今求められているのは地域の力で、学校と地元と企業と行政とが「地域の人材を育てる」といった一つの目標の基に連携をしていくことであると強く思う。

◆おわりに 

  今回のレポートでは、若年層をめぐる就職の問題をテーマに、21世紀世代の「働く」をテーマに現状の報告から、今、私自身が求められていると感じること、更には各地の地域の取り組みを少し紹介をさせていただいたが、話が多岐にわたりまとまりのないものとなってしまったことをお詫び申し上げたい。

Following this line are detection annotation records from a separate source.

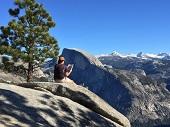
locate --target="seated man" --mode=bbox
[54,56,74,83]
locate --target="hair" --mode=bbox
[58,56,64,64]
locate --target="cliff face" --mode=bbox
[62,49,170,127]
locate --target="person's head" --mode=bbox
[58,56,65,64]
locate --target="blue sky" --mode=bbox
[0,0,170,55]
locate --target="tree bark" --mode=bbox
[27,62,33,82]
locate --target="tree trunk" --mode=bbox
[27,62,33,82]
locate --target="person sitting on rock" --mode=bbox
[54,56,74,83]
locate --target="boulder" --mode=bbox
[0,83,125,127]
[62,49,170,127]
[18,82,130,127]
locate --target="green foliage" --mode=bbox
[0,0,59,81]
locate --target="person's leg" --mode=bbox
[55,77,76,84]
[64,77,75,84]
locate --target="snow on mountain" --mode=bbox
[96,51,170,60]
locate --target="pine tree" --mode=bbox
[0,0,59,82]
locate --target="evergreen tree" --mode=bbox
[0,0,59,82]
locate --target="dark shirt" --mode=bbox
[54,64,68,80]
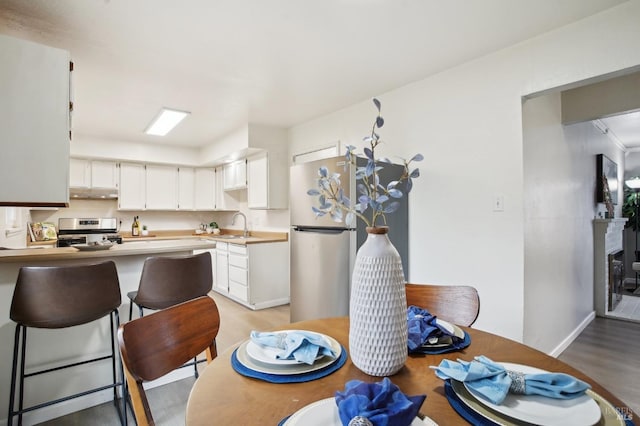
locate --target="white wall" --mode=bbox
[290,1,640,348]
[523,93,624,353]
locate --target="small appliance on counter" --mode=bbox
[57,217,122,247]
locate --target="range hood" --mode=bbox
[69,188,118,200]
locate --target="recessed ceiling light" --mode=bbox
[144,108,191,136]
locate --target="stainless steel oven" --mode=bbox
[57,217,122,247]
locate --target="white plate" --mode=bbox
[71,244,113,251]
[247,330,329,366]
[462,362,602,426]
[283,398,438,426]
[236,336,342,376]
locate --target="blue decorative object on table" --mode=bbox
[335,377,426,426]
[407,306,471,354]
[431,356,591,405]
[251,330,336,365]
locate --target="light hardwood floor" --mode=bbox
[41,294,640,426]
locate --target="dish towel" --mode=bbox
[251,330,336,365]
[335,377,427,426]
[407,306,464,352]
[431,355,591,405]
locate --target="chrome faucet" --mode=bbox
[231,212,249,238]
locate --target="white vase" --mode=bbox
[349,227,407,377]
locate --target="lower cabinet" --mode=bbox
[213,241,289,309]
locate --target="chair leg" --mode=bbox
[7,324,22,426]
[109,309,127,426]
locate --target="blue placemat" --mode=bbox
[409,331,471,355]
[444,380,635,426]
[231,345,347,383]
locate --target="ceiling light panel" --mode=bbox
[144,108,191,136]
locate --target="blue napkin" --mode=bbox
[251,330,336,365]
[407,306,464,352]
[335,377,427,426]
[431,355,591,405]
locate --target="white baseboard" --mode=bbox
[549,311,596,358]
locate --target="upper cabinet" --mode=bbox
[0,35,71,207]
[222,160,247,191]
[69,158,91,188]
[146,164,178,210]
[178,167,196,210]
[194,168,216,210]
[118,163,146,210]
[91,160,118,189]
[69,158,118,191]
[247,152,289,209]
[216,166,240,210]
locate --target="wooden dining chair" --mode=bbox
[405,283,480,327]
[118,296,220,426]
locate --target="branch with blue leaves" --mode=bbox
[307,98,424,226]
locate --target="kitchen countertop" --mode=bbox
[121,229,289,244]
[0,229,289,263]
[0,238,216,263]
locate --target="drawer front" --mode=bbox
[229,281,249,302]
[229,244,247,256]
[229,265,248,286]
[229,253,249,269]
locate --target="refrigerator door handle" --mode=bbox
[293,227,349,235]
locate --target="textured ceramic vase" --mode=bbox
[349,227,407,377]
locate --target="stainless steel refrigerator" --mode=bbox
[289,156,409,322]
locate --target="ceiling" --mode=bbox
[0,0,625,147]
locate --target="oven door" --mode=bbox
[56,235,87,247]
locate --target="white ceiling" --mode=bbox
[0,0,625,147]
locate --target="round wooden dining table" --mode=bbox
[186,317,637,426]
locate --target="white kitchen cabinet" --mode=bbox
[194,168,216,210]
[145,164,178,210]
[193,245,218,288]
[216,166,239,210]
[223,160,247,191]
[213,242,229,296]
[118,163,146,210]
[214,241,289,309]
[0,35,71,207]
[247,152,289,209]
[178,167,196,210]
[90,160,118,189]
[69,158,91,188]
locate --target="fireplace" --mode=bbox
[608,250,624,311]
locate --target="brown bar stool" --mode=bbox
[118,296,220,426]
[8,261,127,426]
[127,252,213,378]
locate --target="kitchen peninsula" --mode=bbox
[0,233,288,424]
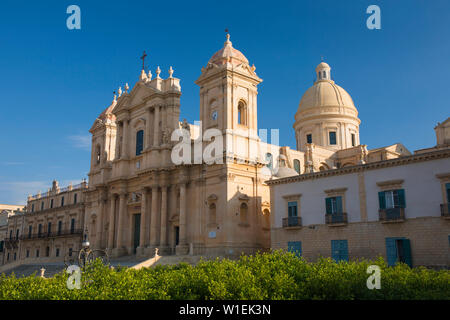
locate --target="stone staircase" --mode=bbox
[1,255,214,278]
[3,263,66,278]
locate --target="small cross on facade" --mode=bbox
[141,51,147,70]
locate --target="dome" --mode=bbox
[298,80,356,112]
[316,61,331,71]
[208,34,248,66]
[297,62,356,112]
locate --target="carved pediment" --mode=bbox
[239,194,250,202]
[206,194,218,202]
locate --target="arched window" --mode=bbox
[263,209,270,229]
[266,153,273,170]
[294,159,300,174]
[95,145,101,164]
[209,203,216,223]
[239,203,248,223]
[238,101,247,126]
[136,130,144,156]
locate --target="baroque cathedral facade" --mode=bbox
[0,35,410,259]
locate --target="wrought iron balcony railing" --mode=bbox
[441,203,450,218]
[20,229,83,240]
[379,208,405,222]
[325,212,348,224]
[283,217,302,228]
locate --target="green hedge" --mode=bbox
[0,251,450,300]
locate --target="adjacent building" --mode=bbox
[0,204,24,265]
[4,181,87,263]
[267,118,450,267]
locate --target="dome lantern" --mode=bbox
[316,61,331,81]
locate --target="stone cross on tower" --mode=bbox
[141,50,147,70]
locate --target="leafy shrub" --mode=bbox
[0,251,450,300]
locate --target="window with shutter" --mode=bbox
[331,240,349,262]
[288,241,302,257]
[288,201,297,217]
[325,196,343,214]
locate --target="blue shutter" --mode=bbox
[288,241,302,257]
[386,238,397,267]
[336,197,343,214]
[288,201,297,217]
[339,240,348,261]
[397,189,406,208]
[402,239,412,268]
[378,191,386,210]
[331,240,340,262]
[325,198,333,214]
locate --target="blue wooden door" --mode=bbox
[331,240,348,262]
[386,238,412,267]
[288,241,302,257]
[386,238,397,266]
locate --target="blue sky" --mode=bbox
[0,0,450,203]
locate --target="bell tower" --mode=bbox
[195,34,262,157]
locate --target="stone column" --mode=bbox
[114,122,123,159]
[116,193,127,249]
[153,106,159,147]
[108,194,116,249]
[145,108,152,149]
[179,183,187,246]
[95,197,105,249]
[160,186,168,247]
[150,185,158,247]
[138,188,148,253]
[120,120,129,159]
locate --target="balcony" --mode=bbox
[378,208,405,223]
[20,222,83,241]
[441,203,450,219]
[283,217,302,228]
[325,212,348,226]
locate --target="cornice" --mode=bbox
[266,149,450,186]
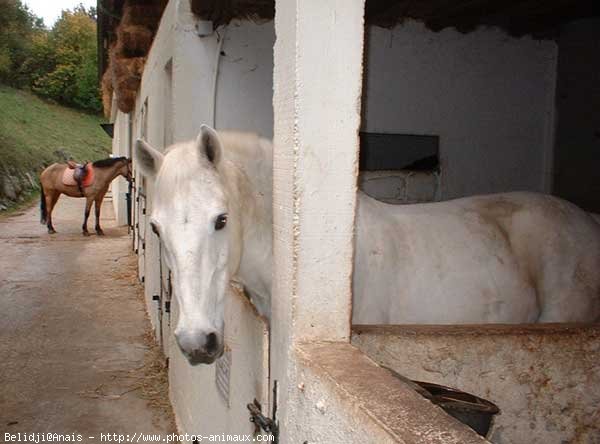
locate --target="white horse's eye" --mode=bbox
[215,214,227,230]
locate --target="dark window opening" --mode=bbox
[359,132,440,172]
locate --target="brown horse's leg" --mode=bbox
[46,190,60,234]
[81,197,94,236]
[95,193,104,236]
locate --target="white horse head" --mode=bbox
[135,125,241,365]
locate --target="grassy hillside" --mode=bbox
[0,85,111,209]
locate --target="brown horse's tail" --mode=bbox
[40,184,48,225]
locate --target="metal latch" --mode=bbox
[247,399,278,442]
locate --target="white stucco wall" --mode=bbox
[362,21,557,199]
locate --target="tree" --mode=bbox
[0,0,45,87]
[0,0,101,112]
[32,5,101,111]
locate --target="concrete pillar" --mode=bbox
[271,0,364,442]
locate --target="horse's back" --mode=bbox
[40,163,67,187]
[354,193,600,323]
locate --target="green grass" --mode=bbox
[0,85,111,176]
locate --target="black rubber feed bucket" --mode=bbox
[413,381,500,437]
[384,366,500,437]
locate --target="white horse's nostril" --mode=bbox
[174,330,219,364]
[204,333,219,355]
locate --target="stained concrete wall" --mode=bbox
[352,325,600,444]
[362,21,557,199]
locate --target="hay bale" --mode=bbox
[121,4,163,32]
[117,24,153,57]
[101,67,113,117]
[110,46,146,113]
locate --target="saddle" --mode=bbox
[62,160,94,194]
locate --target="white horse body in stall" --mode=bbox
[136,126,600,363]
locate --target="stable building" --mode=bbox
[98,0,600,443]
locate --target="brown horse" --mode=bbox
[40,157,131,236]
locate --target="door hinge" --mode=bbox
[246,381,279,444]
[247,399,278,442]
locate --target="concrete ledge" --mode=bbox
[296,343,487,444]
[352,324,600,444]
[352,323,600,337]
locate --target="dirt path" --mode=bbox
[0,196,173,443]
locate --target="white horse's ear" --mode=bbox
[196,125,223,166]
[135,139,165,177]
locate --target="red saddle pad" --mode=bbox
[63,163,94,188]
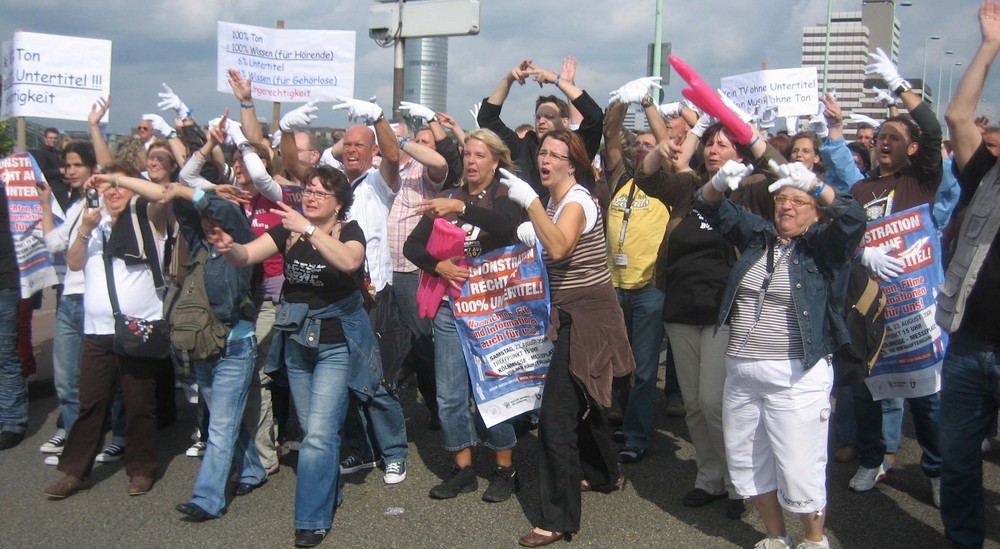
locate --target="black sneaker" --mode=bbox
[483,466,521,503]
[295,528,327,547]
[431,466,479,499]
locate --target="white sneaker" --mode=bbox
[847,465,885,492]
[753,536,792,549]
[38,429,66,455]
[795,536,830,549]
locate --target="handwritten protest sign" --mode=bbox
[216,21,355,103]
[864,204,948,400]
[0,32,111,120]
[452,244,553,427]
[0,153,59,298]
[722,67,819,117]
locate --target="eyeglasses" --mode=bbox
[538,151,569,160]
[302,189,334,200]
[774,194,816,208]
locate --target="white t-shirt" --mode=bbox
[347,167,396,291]
[83,208,166,335]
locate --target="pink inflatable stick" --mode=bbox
[417,217,465,318]
[670,55,753,145]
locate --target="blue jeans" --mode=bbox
[615,284,663,450]
[191,336,267,516]
[0,288,28,433]
[52,294,83,431]
[434,303,517,452]
[941,330,1000,547]
[286,334,349,530]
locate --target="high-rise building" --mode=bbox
[802,0,932,136]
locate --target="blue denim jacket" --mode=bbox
[694,190,867,368]
[264,292,382,401]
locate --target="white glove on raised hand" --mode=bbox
[865,48,910,90]
[716,90,753,124]
[611,76,663,105]
[872,86,896,107]
[709,160,753,193]
[806,114,830,139]
[500,168,538,210]
[333,95,382,126]
[767,159,816,193]
[142,113,177,138]
[861,244,906,282]
[399,101,437,122]
[156,82,191,120]
[278,100,319,132]
[850,112,880,128]
[517,221,538,246]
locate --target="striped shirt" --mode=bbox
[726,240,805,359]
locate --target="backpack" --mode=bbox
[833,264,886,387]
[167,248,232,364]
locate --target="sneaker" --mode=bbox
[382,461,406,484]
[753,536,793,549]
[795,536,830,549]
[483,465,521,503]
[184,440,208,457]
[431,466,479,499]
[38,429,66,455]
[295,528,327,547]
[94,443,125,463]
[847,465,885,492]
[340,456,380,476]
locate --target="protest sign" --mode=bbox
[451,244,553,427]
[0,153,59,298]
[864,204,948,400]
[216,21,355,103]
[0,32,111,121]
[722,67,819,118]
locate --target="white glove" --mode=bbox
[333,95,382,126]
[767,159,816,193]
[691,113,719,139]
[716,90,753,124]
[156,82,191,120]
[517,221,538,246]
[865,48,910,90]
[500,168,538,210]
[861,244,906,282]
[656,101,686,118]
[142,114,177,138]
[399,101,437,123]
[872,86,896,107]
[278,100,319,132]
[851,112,879,128]
[709,160,753,193]
[806,114,830,139]
[611,76,663,105]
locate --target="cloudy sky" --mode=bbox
[0,0,1000,132]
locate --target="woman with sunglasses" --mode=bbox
[694,161,866,549]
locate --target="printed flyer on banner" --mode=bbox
[0,32,111,121]
[0,153,59,298]
[216,21,355,103]
[452,244,553,427]
[864,204,948,400]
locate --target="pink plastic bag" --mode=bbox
[417,217,465,318]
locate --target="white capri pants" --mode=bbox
[722,356,833,513]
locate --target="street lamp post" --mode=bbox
[920,36,941,101]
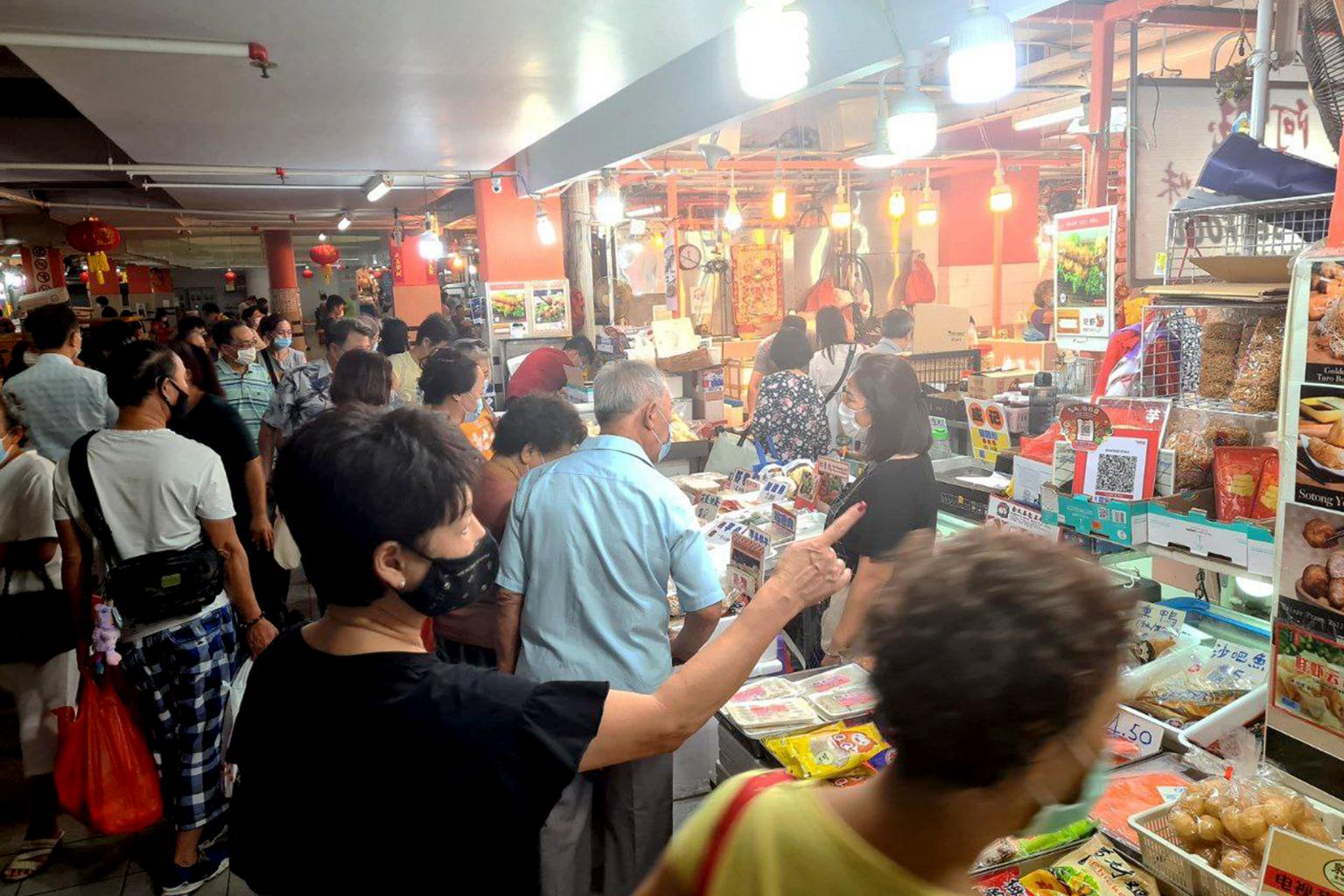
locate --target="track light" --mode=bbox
[364,173,393,203]
[536,199,555,246]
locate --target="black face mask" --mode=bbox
[158,380,191,426]
[401,532,500,617]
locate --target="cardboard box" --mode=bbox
[910,304,970,354]
[1148,489,1274,575]
[966,371,1033,402]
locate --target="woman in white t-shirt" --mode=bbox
[808,304,865,444]
[0,400,77,883]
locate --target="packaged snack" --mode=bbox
[729,678,802,703]
[723,697,821,731]
[808,683,878,718]
[798,662,868,695]
[1214,446,1278,522]
[1250,452,1278,520]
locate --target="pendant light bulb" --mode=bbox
[948,0,1018,105]
[594,168,625,227]
[732,0,812,100]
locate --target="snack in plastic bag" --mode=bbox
[1214,446,1278,522]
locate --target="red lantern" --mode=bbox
[66,215,121,284]
[308,243,340,284]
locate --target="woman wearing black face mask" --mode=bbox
[230,407,863,896]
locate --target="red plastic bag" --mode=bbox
[55,675,164,834]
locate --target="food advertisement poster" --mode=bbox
[1055,206,1116,351]
[485,284,529,339]
[528,279,570,336]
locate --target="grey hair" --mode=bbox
[592,361,668,426]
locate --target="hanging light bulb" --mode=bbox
[989,166,1012,214]
[594,168,625,227]
[830,172,853,230]
[732,0,812,100]
[887,51,938,158]
[853,73,905,168]
[915,168,938,227]
[887,184,906,220]
[723,169,742,234]
[536,199,555,246]
[948,0,1018,105]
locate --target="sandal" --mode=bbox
[4,833,65,883]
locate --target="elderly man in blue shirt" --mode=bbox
[497,361,723,896]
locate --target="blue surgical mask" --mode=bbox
[1021,741,1111,836]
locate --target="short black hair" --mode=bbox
[210,317,248,346]
[103,340,178,407]
[331,349,393,407]
[564,336,597,364]
[416,312,457,346]
[378,317,411,354]
[326,316,378,348]
[421,348,481,406]
[770,326,812,371]
[23,304,80,352]
[276,404,481,607]
[882,308,915,339]
[865,528,1134,790]
[178,314,210,339]
[494,392,587,457]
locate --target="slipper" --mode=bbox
[4,833,65,883]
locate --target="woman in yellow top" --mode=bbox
[419,348,494,458]
[639,529,1133,896]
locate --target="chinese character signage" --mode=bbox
[1055,206,1116,352]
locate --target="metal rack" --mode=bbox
[1163,193,1334,284]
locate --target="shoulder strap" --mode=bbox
[821,342,859,404]
[68,430,121,563]
[695,770,793,896]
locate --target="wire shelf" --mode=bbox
[1164,193,1334,284]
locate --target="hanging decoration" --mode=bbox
[66,215,121,284]
[308,243,340,284]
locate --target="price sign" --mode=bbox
[1106,707,1163,758]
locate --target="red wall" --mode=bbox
[474,164,564,282]
[933,168,1039,266]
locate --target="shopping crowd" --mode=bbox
[0,297,1126,896]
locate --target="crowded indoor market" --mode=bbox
[0,0,1344,896]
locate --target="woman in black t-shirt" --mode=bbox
[822,354,938,662]
[228,406,863,896]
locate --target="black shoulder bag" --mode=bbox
[70,432,225,623]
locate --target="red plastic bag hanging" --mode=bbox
[55,675,164,834]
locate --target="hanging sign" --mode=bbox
[1055,206,1116,352]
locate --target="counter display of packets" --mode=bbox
[723,697,821,732]
[808,683,878,720]
[798,662,868,696]
[729,678,802,703]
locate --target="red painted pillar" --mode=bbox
[261,230,308,349]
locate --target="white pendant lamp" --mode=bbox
[592,168,625,227]
[887,52,938,158]
[732,0,812,100]
[948,0,1018,105]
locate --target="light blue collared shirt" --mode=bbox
[4,354,117,464]
[499,435,723,693]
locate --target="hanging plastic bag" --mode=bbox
[55,675,164,834]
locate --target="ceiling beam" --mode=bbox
[517,0,1064,192]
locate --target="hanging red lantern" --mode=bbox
[308,243,340,284]
[66,215,121,284]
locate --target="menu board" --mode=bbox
[1055,206,1116,351]
[1264,251,1344,803]
[485,279,572,339]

  いずれにしても少子高齢化の影響の中で若年人口は確実に減少していく。供給が減るから若年の雇用問題は長期的には解決していくという楽観的な観測はあるが、私はとてもそうは思えない。ほとんどが大学を卒業していながらも、就業意識が低くて自立心が育っていない、職業能力が低い今の若者たちがミスマッチにより失業にあえぎながら地域を国を背負う時は刻一刻と迫っている。その危機に瀕している状況に、政治が果たすべき責任と、地域や学校、企業とが果たす役割は大きい。
  このテーマは取り組めば取り組むほど国の行政が果たすべき点が多くを占めていることに気づく。しかしながら、今現在進行形で育っている子供たちに、学生に一番身近な地方自治体がやれることは少なくないはずである。
  私はこのテーマを今後自らの政治活動の重要ポイントと位置づけ、今後も学びを続けていくと心に決めている。